Sorella Geronima era brava come diceva, come ci si poteva ragionevolmente aspettare da una suora, e aveva rimesso a posto la spalla di Lord Teddy al primo tentativo. In verità, aveva sperato che il duca fosse sopraffatto dal dolore e perdesse i sensi, cosa che avrebbe inteso interpretare come un annullamento del loro accordo, ma Teddy aveva stretto i denti bianchi e regolari, sopportando lo strazio con nient’altro che un “Perbacco” dopo il colpo secco dato dalla suora con il palmo della mano. Quando il suo braccio fu ricongiunto alla scapola, Teddy ingerì un antidolorifico preso nel dispensario e lasciò che Geronima gli stringesse una fasciatura intorno alla spalla. L’intera operazione non durò più di cinque minuti, poi i due furono fuori dalla base segreta e si diressero verso lo Skyblade. Geronima stimò che avevano ancora più o meno cinque minuti prima che le autorità facessero risalire il disastro del porto alla base e facessero irruzione per trovare una dozzina di agenti svenuti nei corridoi.

Il protocollo avrebbe solitamente richiesto che sorella Geronima cancellasse tutti i dati sensibili prima di un’evacuazione, ma ci aveva già pensato Myles Fowl: aveva cancellato tutti i file dell’ACRONYMO da qualsiasi supporto, tranne che sul proprio computer.

Devo acciuffare quel niño, si rese conto. Conosce tutti i nostri segreti.

L’ACRONYMO era riconosciuta dai governi di trentasette paesi, che le avevano concesso di operare all’interno dei loro confini, ma in ventotto di questi paesi aveva l’obbligo di presentare rapporti dettagliati in merito a ogni operazione nota.
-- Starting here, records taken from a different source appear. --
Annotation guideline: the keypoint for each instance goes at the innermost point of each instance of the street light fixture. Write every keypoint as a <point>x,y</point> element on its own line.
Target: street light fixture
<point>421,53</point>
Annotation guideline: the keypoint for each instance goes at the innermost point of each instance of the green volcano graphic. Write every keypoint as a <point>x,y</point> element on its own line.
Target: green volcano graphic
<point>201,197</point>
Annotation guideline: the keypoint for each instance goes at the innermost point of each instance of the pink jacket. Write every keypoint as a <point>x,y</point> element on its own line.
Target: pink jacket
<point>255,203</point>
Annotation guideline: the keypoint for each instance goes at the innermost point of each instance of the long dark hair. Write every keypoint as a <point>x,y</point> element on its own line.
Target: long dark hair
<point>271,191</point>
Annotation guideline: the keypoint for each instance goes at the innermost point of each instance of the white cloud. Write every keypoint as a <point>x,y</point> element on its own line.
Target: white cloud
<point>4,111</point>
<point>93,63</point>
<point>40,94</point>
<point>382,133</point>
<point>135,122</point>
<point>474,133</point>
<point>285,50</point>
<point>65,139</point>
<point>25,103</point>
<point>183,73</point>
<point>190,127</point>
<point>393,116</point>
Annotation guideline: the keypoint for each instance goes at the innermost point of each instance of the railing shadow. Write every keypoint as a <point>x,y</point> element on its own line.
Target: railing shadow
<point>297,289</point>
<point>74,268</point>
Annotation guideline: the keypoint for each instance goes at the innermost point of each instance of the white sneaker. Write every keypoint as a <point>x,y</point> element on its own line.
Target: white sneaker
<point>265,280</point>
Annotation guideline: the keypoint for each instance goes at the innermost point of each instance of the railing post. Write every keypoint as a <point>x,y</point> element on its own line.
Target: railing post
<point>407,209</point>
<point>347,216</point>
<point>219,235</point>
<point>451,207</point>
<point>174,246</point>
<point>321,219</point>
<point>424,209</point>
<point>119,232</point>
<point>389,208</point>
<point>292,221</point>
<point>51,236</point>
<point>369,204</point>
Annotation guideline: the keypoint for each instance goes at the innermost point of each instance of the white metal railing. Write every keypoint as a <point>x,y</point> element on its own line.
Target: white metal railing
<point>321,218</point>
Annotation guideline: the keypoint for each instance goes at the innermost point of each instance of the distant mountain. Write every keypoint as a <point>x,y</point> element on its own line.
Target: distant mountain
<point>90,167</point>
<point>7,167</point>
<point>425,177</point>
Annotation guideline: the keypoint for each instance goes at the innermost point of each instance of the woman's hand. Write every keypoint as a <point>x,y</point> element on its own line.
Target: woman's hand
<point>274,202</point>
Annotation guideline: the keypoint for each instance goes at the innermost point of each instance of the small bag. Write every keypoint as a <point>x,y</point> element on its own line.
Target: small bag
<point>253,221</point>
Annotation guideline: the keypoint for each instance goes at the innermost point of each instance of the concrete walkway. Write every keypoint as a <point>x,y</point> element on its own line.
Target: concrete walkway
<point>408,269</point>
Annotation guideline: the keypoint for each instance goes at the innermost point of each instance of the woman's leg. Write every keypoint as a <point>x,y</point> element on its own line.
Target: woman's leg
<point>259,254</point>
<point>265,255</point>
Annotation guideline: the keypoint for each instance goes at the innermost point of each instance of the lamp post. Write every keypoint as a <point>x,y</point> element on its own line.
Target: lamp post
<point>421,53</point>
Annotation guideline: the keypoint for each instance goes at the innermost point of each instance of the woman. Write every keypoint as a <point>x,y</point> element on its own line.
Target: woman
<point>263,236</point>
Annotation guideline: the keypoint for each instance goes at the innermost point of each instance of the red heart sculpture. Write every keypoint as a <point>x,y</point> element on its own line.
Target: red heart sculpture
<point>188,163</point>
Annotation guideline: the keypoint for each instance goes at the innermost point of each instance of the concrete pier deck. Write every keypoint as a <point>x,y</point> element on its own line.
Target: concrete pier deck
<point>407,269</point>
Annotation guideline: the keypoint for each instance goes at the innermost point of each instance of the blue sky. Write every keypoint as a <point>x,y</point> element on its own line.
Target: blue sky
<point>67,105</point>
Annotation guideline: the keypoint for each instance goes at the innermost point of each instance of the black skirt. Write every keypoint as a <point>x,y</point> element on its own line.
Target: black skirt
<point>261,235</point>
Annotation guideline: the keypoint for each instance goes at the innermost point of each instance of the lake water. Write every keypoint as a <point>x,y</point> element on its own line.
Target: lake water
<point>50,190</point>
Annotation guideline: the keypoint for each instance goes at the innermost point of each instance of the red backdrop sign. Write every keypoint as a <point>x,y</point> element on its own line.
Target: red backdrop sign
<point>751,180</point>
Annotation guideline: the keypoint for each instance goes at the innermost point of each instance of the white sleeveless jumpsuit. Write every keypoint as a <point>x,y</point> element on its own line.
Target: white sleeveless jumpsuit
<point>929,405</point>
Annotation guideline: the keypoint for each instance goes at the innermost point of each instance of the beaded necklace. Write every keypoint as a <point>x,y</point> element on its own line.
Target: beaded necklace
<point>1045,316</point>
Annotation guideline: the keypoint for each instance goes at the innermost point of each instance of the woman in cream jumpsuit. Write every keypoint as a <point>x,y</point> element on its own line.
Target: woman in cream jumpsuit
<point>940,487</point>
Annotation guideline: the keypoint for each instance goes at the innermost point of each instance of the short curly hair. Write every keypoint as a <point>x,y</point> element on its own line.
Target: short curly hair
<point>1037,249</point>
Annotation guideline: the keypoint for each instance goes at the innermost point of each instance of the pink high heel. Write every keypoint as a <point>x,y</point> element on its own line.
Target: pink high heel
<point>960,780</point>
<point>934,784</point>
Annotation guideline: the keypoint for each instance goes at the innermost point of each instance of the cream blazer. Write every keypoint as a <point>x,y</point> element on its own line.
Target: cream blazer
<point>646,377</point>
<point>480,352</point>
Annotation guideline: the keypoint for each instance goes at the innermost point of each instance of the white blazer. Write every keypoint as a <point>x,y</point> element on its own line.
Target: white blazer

Sorella Geronima gestiva al momento sette operazioni fantasma ma, tra tutte le divisioni dell’ACRONYMO, dovevano essercene più o meno un altro centinaio; e ora Myles Fowl era in possesso dei dettagli di ognuna di queste, e poteva venderli a qualsiasi rete di informazioni del pianeta.

Questo, pensò Geronima, poteva essere muy inconveniente, poiché, pur essendo un’agenzia clandestina intergovernativa, nel corso degli anni l’ACRONYMO aveva infranto più leggi di tutti gli altri servizi segreti del resto del mondo messi assieme.

In effetti, se Myles Fowl avesse fatto trapelare i file rubati, avrebbe segnato la fine dell’ACRONYMO, e condannato ad anni di carcere federale molti dei suoi dirigenti. Tra cui la stessa sorella Geronima.

Lord Teddy e la suora giunsero allo Skyblade ma non poterono decollare, giacché la polizia olandese arrivò prima di quanto non si fossero aspettati. E così, suora e nobiluomo furono costretti a restarsene seduti nel velivolo, in silenzio, mentre l’unità di crisi armata di Amsterdam faceva irruzione nella base segreta. Il tempo non fu del tutto sprecato, però, dal momento che Lord Teddy poté accoppiare il suo cellulare con il sistema di intrattenimento dello Skyblade e visualizzare una mappa sul parabrezza smart. Un puntino rosso, che rappresentava la tracciatura della pellicola di cellophane attorno al troll, pulsava in periferia.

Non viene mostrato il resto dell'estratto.